Fuga evidencia vulnerabilidad de seguridad en reclusorios

14 de febrero de 2013 - 00:00

La fuga de 19 reos del pabellón de máxima seguridad, conocido como “La Roca”, en Guayaquil, pone en evidencia la fragilidad y las falencias de ciertos centros carcelarios e incluso muestra la necesidad de un nuevo protocolo de emergencias, según expertos en esta materia.

Juan Hidalgo Huerta, ex director de la Penitenciaría del Litoral, consideró que en Ecuador hay una crisis en los centros de rehabilitación desde hace mucho tiempo, que ha motivado varias fugas.

Hidalgo calificó como deplorable la fuga del pabellón de “La Roca”, ubicado en el km 17 de la vía a Daule, y apuntó a que “debe corregirse la vulnerabilidad de los centros de detención”, comenzando con el refuerzo de la seguridad y  la depuración del personal laboral.

Así, el director de ese centro, Javier Cevallos González, y 14 guías penitenciarios    quedaron, un día después de la evasión, bajo prisión preventiva mientras la Fiscalía  investiga la supuesta responsabilidad.

Se trata de la mayor fuga en los últimos 5 años, que ha conmocionado a la ciudadanía y autoridades, seguida solo por el intento de evasión ocurrido en octubre de 2010, cuando 8 internos resultaron heridos tras una explosión que provocó daños en una de las paredes del pabellón. Los prófugos son considerados como de suma peligrosidad, esto es 7 “más buscados”, ligados con delitos graves como asesinato, sicariato y narcotráfico.

Orlando Jácome, jefe de Operaciones de la Policía en Guayaquil, indicó que se ejecuta una acción a gran escala dirigida por el Comando Estratégico de Seguridad Ciudadana, con el único objetivo de recapturar a los fugitivos.

Al referirse a ese tema, el experto en seguridad ciudadana Fernando Carrión, señaló que con la huida de 19 presos se evidencian fallas de administración, así como en el desarrollo de estrategias de seguridad.

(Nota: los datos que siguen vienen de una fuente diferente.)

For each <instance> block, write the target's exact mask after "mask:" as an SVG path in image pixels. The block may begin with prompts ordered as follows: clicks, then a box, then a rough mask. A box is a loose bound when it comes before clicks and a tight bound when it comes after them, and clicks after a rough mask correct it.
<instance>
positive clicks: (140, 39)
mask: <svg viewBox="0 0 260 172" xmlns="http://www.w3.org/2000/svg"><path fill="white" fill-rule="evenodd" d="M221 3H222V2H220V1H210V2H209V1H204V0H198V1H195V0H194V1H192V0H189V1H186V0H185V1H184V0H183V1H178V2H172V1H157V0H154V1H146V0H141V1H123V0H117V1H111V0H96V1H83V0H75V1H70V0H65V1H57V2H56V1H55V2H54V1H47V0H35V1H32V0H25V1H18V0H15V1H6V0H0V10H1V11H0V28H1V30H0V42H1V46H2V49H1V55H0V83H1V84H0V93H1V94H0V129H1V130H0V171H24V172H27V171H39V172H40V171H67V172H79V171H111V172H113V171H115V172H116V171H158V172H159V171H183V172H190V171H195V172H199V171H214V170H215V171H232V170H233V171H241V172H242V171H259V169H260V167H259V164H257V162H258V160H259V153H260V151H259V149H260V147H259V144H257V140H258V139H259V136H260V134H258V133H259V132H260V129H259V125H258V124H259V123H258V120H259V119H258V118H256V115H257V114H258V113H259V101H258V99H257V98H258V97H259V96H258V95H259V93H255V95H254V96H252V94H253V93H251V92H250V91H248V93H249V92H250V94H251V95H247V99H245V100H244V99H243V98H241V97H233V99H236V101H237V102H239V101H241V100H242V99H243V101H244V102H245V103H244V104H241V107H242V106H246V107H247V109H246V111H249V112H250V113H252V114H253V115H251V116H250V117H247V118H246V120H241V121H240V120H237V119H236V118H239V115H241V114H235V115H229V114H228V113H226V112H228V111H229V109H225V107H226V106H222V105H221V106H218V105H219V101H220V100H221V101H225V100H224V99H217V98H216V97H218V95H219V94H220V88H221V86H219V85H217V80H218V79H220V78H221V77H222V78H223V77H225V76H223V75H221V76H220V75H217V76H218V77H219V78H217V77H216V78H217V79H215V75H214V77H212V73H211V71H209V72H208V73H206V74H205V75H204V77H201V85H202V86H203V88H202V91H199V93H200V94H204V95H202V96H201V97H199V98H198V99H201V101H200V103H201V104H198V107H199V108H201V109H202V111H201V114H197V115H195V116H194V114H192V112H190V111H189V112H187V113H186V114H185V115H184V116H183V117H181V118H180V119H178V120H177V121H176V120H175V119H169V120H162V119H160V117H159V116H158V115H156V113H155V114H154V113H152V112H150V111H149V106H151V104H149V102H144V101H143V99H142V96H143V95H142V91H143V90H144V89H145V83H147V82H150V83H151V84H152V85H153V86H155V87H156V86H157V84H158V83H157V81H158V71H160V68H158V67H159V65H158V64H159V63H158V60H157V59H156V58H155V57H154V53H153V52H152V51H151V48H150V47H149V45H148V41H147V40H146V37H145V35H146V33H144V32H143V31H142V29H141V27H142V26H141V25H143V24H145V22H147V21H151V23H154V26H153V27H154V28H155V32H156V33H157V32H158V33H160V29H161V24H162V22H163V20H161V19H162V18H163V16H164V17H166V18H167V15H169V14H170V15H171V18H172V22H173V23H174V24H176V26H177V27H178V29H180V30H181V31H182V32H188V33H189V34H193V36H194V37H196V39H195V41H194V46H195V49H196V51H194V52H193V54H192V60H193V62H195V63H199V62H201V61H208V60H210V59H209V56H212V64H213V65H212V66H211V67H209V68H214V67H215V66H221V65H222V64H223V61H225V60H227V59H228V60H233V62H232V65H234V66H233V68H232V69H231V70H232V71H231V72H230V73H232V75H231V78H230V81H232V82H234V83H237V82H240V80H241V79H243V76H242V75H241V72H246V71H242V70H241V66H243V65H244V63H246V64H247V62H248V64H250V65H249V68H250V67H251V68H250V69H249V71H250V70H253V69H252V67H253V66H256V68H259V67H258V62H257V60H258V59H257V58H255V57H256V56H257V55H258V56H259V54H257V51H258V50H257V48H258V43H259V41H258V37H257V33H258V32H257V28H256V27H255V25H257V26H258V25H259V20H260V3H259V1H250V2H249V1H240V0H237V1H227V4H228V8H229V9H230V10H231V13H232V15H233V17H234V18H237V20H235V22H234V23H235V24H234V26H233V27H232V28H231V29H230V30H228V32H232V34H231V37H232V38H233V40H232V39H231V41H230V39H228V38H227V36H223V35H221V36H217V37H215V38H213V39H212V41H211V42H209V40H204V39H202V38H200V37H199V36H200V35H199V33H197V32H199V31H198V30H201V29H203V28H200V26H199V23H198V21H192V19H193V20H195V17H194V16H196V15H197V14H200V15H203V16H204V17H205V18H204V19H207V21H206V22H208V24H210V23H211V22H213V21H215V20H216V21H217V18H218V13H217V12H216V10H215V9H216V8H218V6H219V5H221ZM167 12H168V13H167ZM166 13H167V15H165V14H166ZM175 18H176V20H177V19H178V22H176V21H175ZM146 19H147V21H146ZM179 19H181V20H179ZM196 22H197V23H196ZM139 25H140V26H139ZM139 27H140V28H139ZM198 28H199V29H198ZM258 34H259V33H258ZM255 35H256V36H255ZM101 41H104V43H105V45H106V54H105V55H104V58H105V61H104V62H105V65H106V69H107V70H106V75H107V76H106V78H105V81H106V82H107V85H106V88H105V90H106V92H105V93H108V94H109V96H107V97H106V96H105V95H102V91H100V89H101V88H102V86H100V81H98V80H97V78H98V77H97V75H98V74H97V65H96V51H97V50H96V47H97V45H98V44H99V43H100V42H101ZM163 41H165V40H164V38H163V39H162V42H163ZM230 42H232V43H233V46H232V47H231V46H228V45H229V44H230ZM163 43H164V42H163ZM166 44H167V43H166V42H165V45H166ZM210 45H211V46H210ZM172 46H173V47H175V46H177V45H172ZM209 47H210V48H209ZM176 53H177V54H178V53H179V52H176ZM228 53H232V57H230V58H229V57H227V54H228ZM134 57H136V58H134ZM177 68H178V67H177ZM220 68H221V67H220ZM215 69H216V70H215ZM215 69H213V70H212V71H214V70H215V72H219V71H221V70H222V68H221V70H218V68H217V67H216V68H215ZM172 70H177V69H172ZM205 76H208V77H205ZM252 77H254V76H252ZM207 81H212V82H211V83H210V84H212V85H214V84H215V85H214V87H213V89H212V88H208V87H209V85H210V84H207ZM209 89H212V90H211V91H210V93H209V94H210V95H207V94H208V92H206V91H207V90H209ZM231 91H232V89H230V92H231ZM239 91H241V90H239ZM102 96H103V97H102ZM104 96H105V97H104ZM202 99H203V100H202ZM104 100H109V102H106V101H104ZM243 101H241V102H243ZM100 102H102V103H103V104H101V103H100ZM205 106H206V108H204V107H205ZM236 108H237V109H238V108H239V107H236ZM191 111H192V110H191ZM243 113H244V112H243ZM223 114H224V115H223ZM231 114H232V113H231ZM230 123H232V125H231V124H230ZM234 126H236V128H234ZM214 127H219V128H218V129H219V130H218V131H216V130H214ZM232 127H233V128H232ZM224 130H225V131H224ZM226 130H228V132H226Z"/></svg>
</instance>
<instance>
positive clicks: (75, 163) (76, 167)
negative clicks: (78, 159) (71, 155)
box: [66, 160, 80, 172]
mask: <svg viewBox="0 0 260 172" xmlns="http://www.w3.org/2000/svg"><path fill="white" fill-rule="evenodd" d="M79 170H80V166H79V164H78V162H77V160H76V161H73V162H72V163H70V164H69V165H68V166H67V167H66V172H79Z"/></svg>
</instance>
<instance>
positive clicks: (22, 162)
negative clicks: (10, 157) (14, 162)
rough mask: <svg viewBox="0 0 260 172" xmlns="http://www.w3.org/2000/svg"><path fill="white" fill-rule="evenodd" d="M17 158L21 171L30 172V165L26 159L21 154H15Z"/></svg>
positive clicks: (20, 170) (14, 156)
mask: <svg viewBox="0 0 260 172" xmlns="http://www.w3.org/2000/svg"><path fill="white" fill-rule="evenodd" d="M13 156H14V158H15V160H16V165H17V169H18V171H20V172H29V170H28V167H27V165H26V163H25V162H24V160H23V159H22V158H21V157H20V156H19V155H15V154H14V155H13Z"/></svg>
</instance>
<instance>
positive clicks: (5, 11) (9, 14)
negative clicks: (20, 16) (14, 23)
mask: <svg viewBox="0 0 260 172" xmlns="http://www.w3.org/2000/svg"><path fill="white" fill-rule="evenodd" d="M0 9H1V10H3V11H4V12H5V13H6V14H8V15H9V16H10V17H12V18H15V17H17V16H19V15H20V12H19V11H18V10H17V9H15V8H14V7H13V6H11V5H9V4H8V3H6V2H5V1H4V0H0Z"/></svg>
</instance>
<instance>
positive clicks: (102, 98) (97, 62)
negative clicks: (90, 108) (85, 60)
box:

Menciona además que existen dos cosas a tomarse en cuenta: una, que los guías penitenciarios y la Policía no han funcionado correctamente; segundo, la falta de trabajo de inteligencia policial. “El haber apresado a líderes de bandas no significa precisamente que éstas hayan quedado desarticuladas”, manifestó.

Carrión sostuvo también que la cárcel no resultó funcional para lo que se requería en cuestiones de seguridad. El especialista manifiestó que las cárceles son lugares desde donde se siguen produciendo hechos de crimen organizado; explicó que estas organizaciones tienen varios mecanismos de funcionamiento, como el poder de corrupción y amedrentamiento que ejercen dentro y fuera del centro de rehabilitación.

Otro de los puntos, dijo, es el poco tiempo en el que se capacita a los guías, por lo que se deberían crear grupos especiales con perfiles psicológicos aptos para el desempeño de esas tareas. Además,  hacer evaluaciones continuas para ver quiénes cumplen con lo especificado. Acotó que basados en los hechos, al parecer “Los Choneros” están ligados al crimen internacional, dentro del cual ellos cumplen ciertas tareas específicas por las cuales reciben pagos; ellos tienen la capacidad de captar a bandas en diferentes países”, afirmó.

El especialista indicó que las autoridades deben considerar alternativas como el control digital de los presos, así como la construcción de recintos penales con no más de 500 personas, según protocolos de seguridad, en los que los internos roten en cárceles para evitar conformación de posibles células delictivas.